Many of these tools were developed by major tech companies like Microsoft, IBM, and Google—entities that also create the AI systems they assess. For example, the report highlights IBM's AI Fairness 360 tool, which the US Government Accountability Office has endorsed for incorporating ethical principles in AI. However, the foundational research behind its "Disparate Impact Remover algorithm" has faced strong criticism in academic circles.
Pam Dixon, founder and executive director of the World Privacy Forum, stated, "Most AI governance tools currently in use are operating without proper standards." She noted a significant issue is the absence of established quality assurance requirements. Tools intended for one specific context may be misapplied, resulting in "off-label" uses that can lead to unforeseen consequences.
The report defines AI governance tools as mechanisms to assess and measure aspects of AI systems including inclusivity, fairness, explainability, privacy, and safety. While these tools may offer reassurance to regulators and the public, they can inadvertently foster a false sense of security, trigger unintended issues, and undermine the potential of AI technologies.
With the recent passage of the EU AI Act and President Biden’s AI Executive Order, there exists a timely opportunity to enhance the AI governance landscape, as noted by Kate Kaye, deputy director of the World Privacy Forum. "Although we've identified some flaws, there's significant potential for improvement in the AI governance ecosystem," she remarked. "These tools represent how governments are enacting AI policies and will play crucial roles in implementing future laws and regulations."
Kaye also shared an example of how good intentions can lead to poor outcomes: the four-fifths or 80% rule in US employment law is being misapplied in AI governance tools globally. This rule assesses whether selection processes result in adverse impacts on specific groups, yet it has been abstracted to contexts unrelated to employment, leading to inappropriate applications.
Amid pressure to establish AI regulations, Kaye warned against embedding flawed methodologies into policy. She emphasized the risk of perpetuating existing problems through rushed implementations.
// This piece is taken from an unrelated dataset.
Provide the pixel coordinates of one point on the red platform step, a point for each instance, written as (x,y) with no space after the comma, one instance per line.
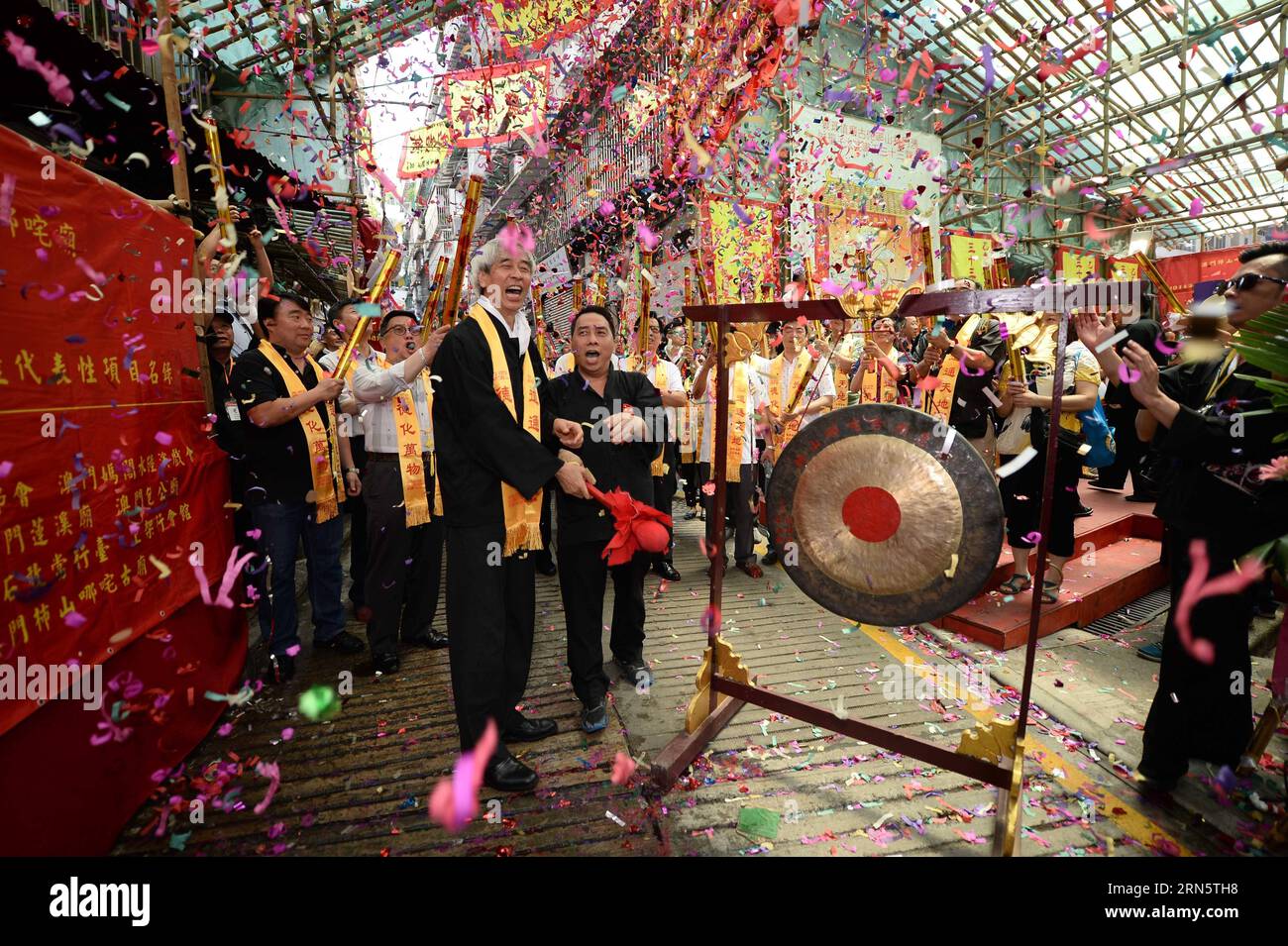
(1127,543)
Looking ahead to 2024, both Dixon and Kaye are optimistic about advancements in AI governance tools. Dixon noted that the Organization for Economic Cooperation and Development (OECD) is eager to collaborate to improve these tools, signaling a positive direction. The National Institute of Standards and Technology (NIST) has also expressed interest in developing rigorous standards based on evidence. With focused efforts, they believe meaningful improvements in the AI governance landscape can be achieved within six months.